Üçü rahatça sohbet edip yürürken, Zac adımlarını hızlandırdı ve önlerine dikildi. Riley az önce Kal ve birkaç kraliyet muhafızıyla kavga etmişti, ama şimdi sanki hiçbir şey olmamış gibi davranıyordu. Elbette, kale onların kavgasını fark etmemiş gibi görünüyordu, çünkü serbestçe dolaşabiliyorlardı, hatta kale girişine doğru yürüyebiliyorlardı. Ama yine de...
"Az önce yaptığın şey saldırganlık olarak değerlendirilebilir. Prenses Esme bu olaya karışmış! Bu, topyekûn bir savaşa dönüşebilir!"
"Ben neredeyse hiç karışmadım Zac," Esme içini çekerek hayal kırıklığıyla başını salladı, "Korkarım ki, benim ham gücüm olmadan, ben savaş sanatlarında eğitimsiz bir bireyden ibaretim."
"Onları öldürmedik, Yıldız Çavuş Zac," Riley, iyileştirici uzvunu kontrol ederken içini çekerek, onu saran kan dans etmeye ve uçmaya başlayınca tüm parmaklarını hareket ettirdi.
"Onları Silvie'yi tuttukları odaya hapsettik sadece."
"Sorun da bu! Eğer kaçarlarsa, kaçtıklarında bunu hemen birine bildirecekler!" Zac sinirden saçlarını yolmak üzereyken, "Ben...
... Onları kazara sonsuz ölüme göndermemizi öneriyorum."
"Bu suçtur, Zac," Esme bir kez daha hayal kırıklığını nefesiyle ifade etti.
"Majesteleri, tüm saygımla. Onları EDP ile dolu bir odaya kilitlemek daha iyi bir çözüm değil bence."
"Ama bunun yasadışı olduğunu söyleyen yok, Zac."
"Ama kraliyet ailesinin bir üyesine zarar vermek yasadışı!"
"Onlar zarar görmedi, Zac. Profesör Riley acı ve işkence ustasıdır, bu da onun acısız ve zararsız savaşta da usta olduğu anlamına gelir."
"..." Zac daha fazla konuşmak istedi, ama omuzlarını düşürüp Riley'nin arkasına geçmeyi tercih etti. Burada en önemli şey, kendini bu işe karıştırmamasıydı — eğer bu yüzden bir savaş çıkarsa, suçlu o olmazdı...
...bunu Büyük Milis'e bildirmesi gerektiği gerçeği dışında. Ama bunu yaparsa, burada olan her şey dururdu ve o da bunu istemiyordu. Hayatı şimdiye kadar oldukça sıkıcı geçmişti. Ama Riley'nin yanında sadece bir hafta geçirmekle, pek çok beklenmedik ama eğlenceli şey yaşadı.

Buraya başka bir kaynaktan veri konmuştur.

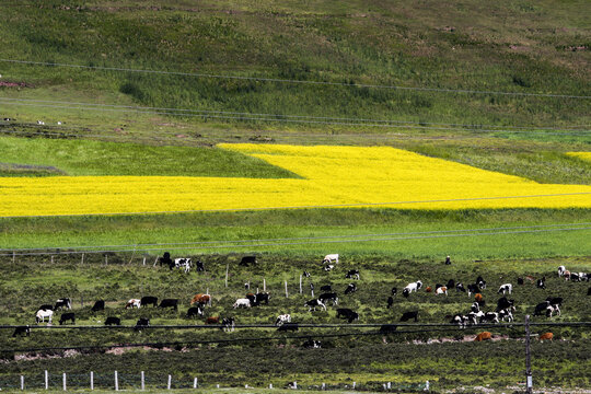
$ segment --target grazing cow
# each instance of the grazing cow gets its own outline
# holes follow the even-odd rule
[[[119,317],[109,316],[106,318],[105,325],[121,325],[121,320]]]
[[[69,298],[58,299],[56,305],[54,306],[54,311],[61,308],[72,309],[72,301]]]
[[[25,325],[25,326],[18,326],[16,328],[14,328],[14,333],[12,333],[12,337],[14,338],[16,335],[25,335],[25,336],[31,336],[31,328],[28,327],[28,325]]]
[[[131,299],[129,301],[127,301],[127,303],[125,304],[125,309],[134,309],[134,308],[140,308],[141,306],[141,300],[139,299]]]
[[[223,317],[222,318],[222,329],[228,333],[234,332],[236,321],[234,317]]]
[[[171,269],[173,268],[181,268],[185,271],[185,274],[188,274],[190,271],[190,267],[193,265],[193,262],[190,260],[190,258],[175,258],[174,259],[174,267],[171,267]]]
[[[546,309],[549,306],[549,301],[544,301],[535,305],[534,316],[541,316],[542,313],[546,312]]]
[[[337,309],[337,318],[344,317],[347,322],[352,323],[354,320],[359,320],[359,314],[348,308]]]
[[[158,308],[172,308],[175,311],[178,310],[178,300],[177,299],[164,299],[160,302]]]
[[[140,300],[140,305],[141,306],[153,305],[154,308],[157,308],[158,306],[158,297],[151,297],[151,296],[142,297],[141,300]]]
[[[92,312],[99,312],[99,311],[104,311],[105,310],[105,301],[104,300],[99,300],[94,303],[94,305],[92,306],[91,311]]]
[[[275,321],[276,326],[280,326],[285,323],[291,323],[291,315],[289,313],[277,316],[277,320]]]
[[[35,323],[44,322],[45,317],[48,317],[48,323],[51,323],[51,317],[54,316],[54,311],[51,310],[38,310],[35,314]]]
[[[380,333],[382,334],[391,334],[396,331],[397,326],[395,324],[382,324],[380,326]]]
[[[186,318],[195,317],[195,316],[202,316],[204,310],[201,310],[199,306],[192,306],[187,311]]]
[[[480,334],[476,335],[476,338],[474,338],[475,341],[483,341],[483,340],[491,340],[493,334],[489,332],[482,332]]]
[[[149,325],[150,325],[150,320],[149,318],[140,317],[137,321],[136,326],[134,327],[134,331],[140,332],[142,328],[146,328]]]
[[[345,278],[359,280],[359,269],[349,269],[347,275],[345,275]]]
[[[333,302],[333,305],[338,305],[338,297],[336,292],[322,293],[318,296],[318,300],[321,300],[324,304],[327,304],[328,301],[331,301]]]
[[[322,308],[322,309],[324,309],[326,311],[326,305],[320,299],[314,299],[314,300],[306,301],[304,303],[304,306],[308,306],[308,312],[312,312],[312,310],[315,311],[316,306],[320,306],[320,308]]]
[[[211,296],[204,293],[195,294],[193,300],[190,300],[190,304],[193,305],[196,302],[199,303],[200,306],[204,306],[211,302]]]
[[[302,344],[302,347],[305,349],[320,349],[322,347],[322,343],[315,339],[308,339]]]
[[[251,264],[253,265],[256,264],[256,256],[244,256],[239,263],[240,266],[244,266],[244,267],[247,267]]]
[[[329,255],[324,256],[324,258],[322,259],[322,264],[326,264],[326,263],[338,264],[338,254],[329,254]]]
[[[405,290],[408,289],[408,292],[412,293],[413,291],[417,291],[421,287],[422,287],[422,282],[420,280],[417,280],[416,282],[406,285]]]
[[[448,296],[448,288],[442,286],[436,290],[436,294],[445,294]]]
[[[288,332],[288,331],[298,331],[298,323],[286,323],[281,324],[277,331],[278,332]]]
[[[404,312],[401,322],[408,322],[410,318],[414,318],[415,323],[418,322],[418,311]]]
[[[62,313],[59,317],[59,325],[66,323],[66,321],[71,321],[72,324],[76,324],[76,316],[73,312]]]
[[[236,309],[236,308],[251,308],[251,300],[248,300],[248,299],[237,299],[236,302],[234,302],[233,308],[234,309]]]
[[[512,290],[513,290],[513,285],[505,283],[500,286],[499,291],[497,291],[497,293],[500,294],[502,292],[502,296],[505,296],[505,293],[508,292],[509,294],[511,294]]]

Ayrıca... iki ülke arasında bir savaş çıkması gerçekten kötü olur mu?
"Diğerleriyle buluştun mu?"
"Kız kardeşim ve diğerleriyle gezegene vardığımızda tanıştım, Silvie," Riley başını salladı, "Yıldız Çavuş Zac beni Prenses Esme ile tanıştırmak için kandırınca ayrıldık. Ona dikkat et, sorun çıkarmayı sever."
"..." Silvie, Zac'e bakmak için döndü, ama onun kırmızı dudaklarının gülümsediğini gördü... Sonra gözlerini devirdi ve başka yere baktı.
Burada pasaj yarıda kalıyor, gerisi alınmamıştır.